Representantes de oito capitais brasileiras formalizaram, nesta terça-feira (12), no Rio de Janeiro, a Carta do Rio por Cidades que Protegem, um documento que estabelece diretrizes para o combate à desigualdade e a prevenção de violências contra menores de idade. A iniciativa, liderada pelo Fundo das Nações Unidas para a Infância (Unicef), busca implementar ações práticas em favelas e periferias dos grandes centros urbanos através da Agenda Cidade Unicef.
Compromisso coletivo e abrangente
O acordo reuniu gestores de Belém, Fortaleza, Manaus, Recife, Rio de Janeiro, Salvador, São Luís e São Paulo. Boa Vista também marcou presença no evento para compartilhar estratégias locais, mesmo não integrando formalmente a agenda atual do fundo. De acordo com Layla Saad, representante adjunta do Unicef no Brasil, o pacto alcança um universo de cerca de sete milhões de crianças e adolescentes, consolidando uma promessa das administrações municipais com o bem-estar de suas populações mais jovens.

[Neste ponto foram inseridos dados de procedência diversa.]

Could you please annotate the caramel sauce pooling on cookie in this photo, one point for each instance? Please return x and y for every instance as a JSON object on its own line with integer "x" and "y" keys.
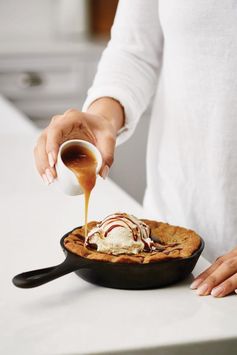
{"x": 83, "y": 164}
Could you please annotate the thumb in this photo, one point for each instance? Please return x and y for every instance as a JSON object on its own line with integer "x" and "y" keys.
{"x": 106, "y": 147}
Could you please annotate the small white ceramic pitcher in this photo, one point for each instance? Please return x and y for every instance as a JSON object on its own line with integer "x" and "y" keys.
{"x": 66, "y": 179}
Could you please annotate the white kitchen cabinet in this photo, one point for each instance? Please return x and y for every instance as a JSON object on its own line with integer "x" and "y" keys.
{"x": 47, "y": 79}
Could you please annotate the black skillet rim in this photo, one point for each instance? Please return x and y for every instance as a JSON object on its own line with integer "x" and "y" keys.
{"x": 198, "y": 251}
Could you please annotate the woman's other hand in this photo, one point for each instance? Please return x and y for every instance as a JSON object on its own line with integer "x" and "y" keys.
{"x": 220, "y": 279}
{"x": 99, "y": 126}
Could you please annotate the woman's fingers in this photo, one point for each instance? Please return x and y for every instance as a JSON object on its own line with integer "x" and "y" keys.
{"x": 219, "y": 275}
{"x": 106, "y": 146}
{"x": 200, "y": 278}
{"x": 226, "y": 287}
{"x": 41, "y": 160}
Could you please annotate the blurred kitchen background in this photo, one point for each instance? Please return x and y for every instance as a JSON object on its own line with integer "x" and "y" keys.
{"x": 49, "y": 51}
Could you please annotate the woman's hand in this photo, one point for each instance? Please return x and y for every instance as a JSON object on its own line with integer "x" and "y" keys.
{"x": 220, "y": 279}
{"x": 73, "y": 124}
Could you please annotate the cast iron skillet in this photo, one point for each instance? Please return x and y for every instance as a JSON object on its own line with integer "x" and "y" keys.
{"x": 114, "y": 275}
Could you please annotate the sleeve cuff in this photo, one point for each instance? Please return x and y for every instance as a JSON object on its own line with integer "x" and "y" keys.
{"x": 131, "y": 112}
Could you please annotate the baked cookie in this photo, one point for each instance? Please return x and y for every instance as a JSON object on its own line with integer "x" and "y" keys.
{"x": 171, "y": 242}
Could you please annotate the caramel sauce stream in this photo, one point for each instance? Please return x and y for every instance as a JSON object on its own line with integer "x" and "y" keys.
{"x": 83, "y": 164}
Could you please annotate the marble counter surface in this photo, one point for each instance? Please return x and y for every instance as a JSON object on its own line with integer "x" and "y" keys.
{"x": 68, "y": 315}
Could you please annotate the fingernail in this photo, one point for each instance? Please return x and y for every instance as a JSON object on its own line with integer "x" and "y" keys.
{"x": 201, "y": 291}
{"x": 105, "y": 172}
{"x": 217, "y": 291}
{"x": 195, "y": 284}
{"x": 49, "y": 175}
{"x": 51, "y": 160}
{"x": 44, "y": 177}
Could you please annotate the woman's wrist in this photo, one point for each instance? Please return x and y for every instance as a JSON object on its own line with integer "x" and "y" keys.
{"x": 111, "y": 110}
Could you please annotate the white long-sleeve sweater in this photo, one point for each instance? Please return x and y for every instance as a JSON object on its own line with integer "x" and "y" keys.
{"x": 183, "y": 56}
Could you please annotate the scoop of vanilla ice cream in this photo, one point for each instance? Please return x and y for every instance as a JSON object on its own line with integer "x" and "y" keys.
{"x": 120, "y": 233}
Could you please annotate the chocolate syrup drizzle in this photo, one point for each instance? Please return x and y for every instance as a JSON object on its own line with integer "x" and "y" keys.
{"x": 139, "y": 229}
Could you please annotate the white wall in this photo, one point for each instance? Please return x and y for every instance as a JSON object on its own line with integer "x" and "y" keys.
{"x": 31, "y": 20}
{"x": 24, "y": 19}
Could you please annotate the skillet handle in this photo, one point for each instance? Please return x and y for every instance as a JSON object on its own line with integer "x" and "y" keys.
{"x": 39, "y": 277}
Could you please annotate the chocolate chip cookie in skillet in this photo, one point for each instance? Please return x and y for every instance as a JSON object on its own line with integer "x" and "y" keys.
{"x": 123, "y": 238}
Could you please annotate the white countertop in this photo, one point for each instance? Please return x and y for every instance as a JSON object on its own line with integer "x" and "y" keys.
{"x": 68, "y": 315}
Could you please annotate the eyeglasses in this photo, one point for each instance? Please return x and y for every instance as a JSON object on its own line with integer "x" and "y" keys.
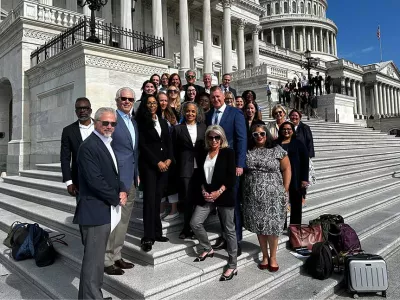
{"x": 127, "y": 98}
{"x": 82, "y": 108}
{"x": 106, "y": 123}
{"x": 212, "y": 138}
{"x": 257, "y": 134}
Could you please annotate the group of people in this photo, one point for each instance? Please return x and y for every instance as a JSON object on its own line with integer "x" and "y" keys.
{"x": 204, "y": 147}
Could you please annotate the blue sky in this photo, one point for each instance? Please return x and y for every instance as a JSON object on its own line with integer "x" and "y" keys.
{"x": 358, "y": 22}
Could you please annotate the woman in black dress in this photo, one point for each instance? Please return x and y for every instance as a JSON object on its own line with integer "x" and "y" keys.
{"x": 155, "y": 158}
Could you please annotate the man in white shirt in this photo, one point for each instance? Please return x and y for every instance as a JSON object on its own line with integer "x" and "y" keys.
{"x": 72, "y": 137}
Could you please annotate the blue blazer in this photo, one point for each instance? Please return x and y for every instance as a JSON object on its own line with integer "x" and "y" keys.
{"x": 234, "y": 125}
{"x": 99, "y": 183}
{"x": 127, "y": 157}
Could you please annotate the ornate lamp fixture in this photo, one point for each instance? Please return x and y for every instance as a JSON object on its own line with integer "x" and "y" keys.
{"x": 93, "y": 5}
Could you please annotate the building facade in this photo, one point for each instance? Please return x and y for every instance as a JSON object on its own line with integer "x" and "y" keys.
{"x": 46, "y": 62}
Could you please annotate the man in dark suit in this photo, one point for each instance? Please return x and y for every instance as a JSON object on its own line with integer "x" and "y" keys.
{"x": 125, "y": 145}
{"x": 190, "y": 76}
{"x": 232, "y": 121}
{"x": 99, "y": 189}
{"x": 226, "y": 84}
{"x": 71, "y": 138}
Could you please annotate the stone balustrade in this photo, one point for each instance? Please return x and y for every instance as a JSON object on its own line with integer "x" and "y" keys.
{"x": 44, "y": 13}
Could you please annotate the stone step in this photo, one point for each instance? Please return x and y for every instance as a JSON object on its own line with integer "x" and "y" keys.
{"x": 55, "y": 167}
{"x": 45, "y": 175}
{"x": 252, "y": 282}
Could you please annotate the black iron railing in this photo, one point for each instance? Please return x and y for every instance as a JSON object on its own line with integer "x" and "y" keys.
{"x": 107, "y": 34}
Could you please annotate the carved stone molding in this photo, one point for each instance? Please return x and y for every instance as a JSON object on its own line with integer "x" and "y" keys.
{"x": 123, "y": 66}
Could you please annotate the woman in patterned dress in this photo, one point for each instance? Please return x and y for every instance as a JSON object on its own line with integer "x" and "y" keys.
{"x": 265, "y": 193}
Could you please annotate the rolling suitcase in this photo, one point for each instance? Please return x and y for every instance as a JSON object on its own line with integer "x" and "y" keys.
{"x": 366, "y": 273}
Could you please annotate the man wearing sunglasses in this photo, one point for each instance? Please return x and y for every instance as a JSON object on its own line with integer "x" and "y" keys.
{"x": 190, "y": 76}
{"x": 71, "y": 138}
{"x": 125, "y": 142}
{"x": 99, "y": 189}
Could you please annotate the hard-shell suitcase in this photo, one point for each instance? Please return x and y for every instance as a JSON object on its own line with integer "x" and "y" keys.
{"x": 366, "y": 273}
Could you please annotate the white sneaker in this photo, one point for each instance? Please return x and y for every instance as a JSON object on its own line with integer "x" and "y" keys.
{"x": 171, "y": 217}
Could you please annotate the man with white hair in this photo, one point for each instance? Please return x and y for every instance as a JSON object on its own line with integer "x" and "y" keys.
{"x": 99, "y": 189}
{"x": 125, "y": 145}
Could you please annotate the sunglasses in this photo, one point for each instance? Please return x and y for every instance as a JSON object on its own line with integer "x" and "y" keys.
{"x": 82, "y": 108}
{"x": 257, "y": 134}
{"x": 127, "y": 98}
{"x": 212, "y": 138}
{"x": 106, "y": 123}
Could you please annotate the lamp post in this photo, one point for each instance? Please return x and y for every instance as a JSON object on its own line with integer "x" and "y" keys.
{"x": 311, "y": 62}
{"x": 93, "y": 5}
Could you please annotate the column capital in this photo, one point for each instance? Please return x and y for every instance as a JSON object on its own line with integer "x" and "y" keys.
{"x": 256, "y": 29}
{"x": 241, "y": 23}
{"x": 227, "y": 3}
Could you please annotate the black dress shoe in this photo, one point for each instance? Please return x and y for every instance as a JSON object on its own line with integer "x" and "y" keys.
{"x": 113, "y": 270}
{"x": 220, "y": 244}
{"x": 147, "y": 246}
{"x": 123, "y": 264}
{"x": 162, "y": 239}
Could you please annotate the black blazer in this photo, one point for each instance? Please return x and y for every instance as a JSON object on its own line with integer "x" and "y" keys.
{"x": 304, "y": 134}
{"x": 185, "y": 152}
{"x": 152, "y": 147}
{"x": 71, "y": 139}
{"x": 299, "y": 162}
{"x": 224, "y": 174}
{"x": 99, "y": 183}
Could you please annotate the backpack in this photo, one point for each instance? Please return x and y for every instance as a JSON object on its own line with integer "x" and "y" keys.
{"x": 320, "y": 264}
{"x": 326, "y": 220}
{"x": 344, "y": 238}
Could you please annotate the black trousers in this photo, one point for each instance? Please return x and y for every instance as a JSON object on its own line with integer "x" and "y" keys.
{"x": 154, "y": 183}
{"x": 296, "y": 206}
{"x": 189, "y": 186}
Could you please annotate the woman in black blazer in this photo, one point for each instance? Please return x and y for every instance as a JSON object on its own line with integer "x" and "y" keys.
{"x": 298, "y": 157}
{"x": 217, "y": 181}
{"x": 188, "y": 141}
{"x": 155, "y": 158}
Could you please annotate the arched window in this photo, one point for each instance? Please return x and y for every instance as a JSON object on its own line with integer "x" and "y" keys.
{"x": 277, "y": 8}
{"x": 286, "y": 8}
{"x": 268, "y": 9}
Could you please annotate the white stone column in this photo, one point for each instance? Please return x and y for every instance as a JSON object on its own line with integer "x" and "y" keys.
{"x": 106, "y": 11}
{"x": 207, "y": 39}
{"x": 294, "y": 38}
{"x": 359, "y": 98}
{"x": 256, "y": 46}
{"x": 156, "y": 15}
{"x": 375, "y": 104}
{"x": 353, "y": 93}
{"x": 227, "y": 58}
{"x": 321, "y": 40}
{"x": 272, "y": 36}
{"x": 71, "y": 5}
{"x": 381, "y": 109}
{"x": 184, "y": 37}
{"x": 363, "y": 100}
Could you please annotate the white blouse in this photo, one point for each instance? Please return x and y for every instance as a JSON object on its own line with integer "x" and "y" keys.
{"x": 193, "y": 136}
{"x": 209, "y": 165}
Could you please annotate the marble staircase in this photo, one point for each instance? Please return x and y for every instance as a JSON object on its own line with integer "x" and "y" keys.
{"x": 355, "y": 170}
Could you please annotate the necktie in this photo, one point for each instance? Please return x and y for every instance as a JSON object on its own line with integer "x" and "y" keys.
{"x": 216, "y": 117}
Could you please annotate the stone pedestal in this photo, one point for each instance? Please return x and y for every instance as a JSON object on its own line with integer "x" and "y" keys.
{"x": 339, "y": 108}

Avanços legislativos e proteção social
Apesar da persistência de problemas estruturais como a desigualdade social, o cenário brasileiro apresenta marcos importantes para a infância. Saad ressalta que o país tem fortalecido seu sistema de garantia de direitos com ferramentas como o ECA Digital e a Lei da Escuta Protegida. Esta última é apontada como uma mudança civilizatória, pois impede que crianças e adolescentes vítimas de violência sofram novos traumas durante o processo de apuração dos fatos pelos órgãos competentes.
Agenda de debates e intercâmbio
O compromisso foi selado durante o Encontro de Secretários da Agenda Cidade Unicef, evento que segue até esta quarta-feira (13) na capital fluminense. A agenda de trabalho contempla uma série de discussões temáticas, visitas técnicas a centros que utilizam a metodologia Unidade Amiga da Primeira Infância e o intercâmbio de experiências bem-sucedidas entre os gestores municipais. O objetivo central do encontro é transformar as diretrizes da carta em políticas públicas eficazes e duradouras nas regiões mais vulneráveis do país.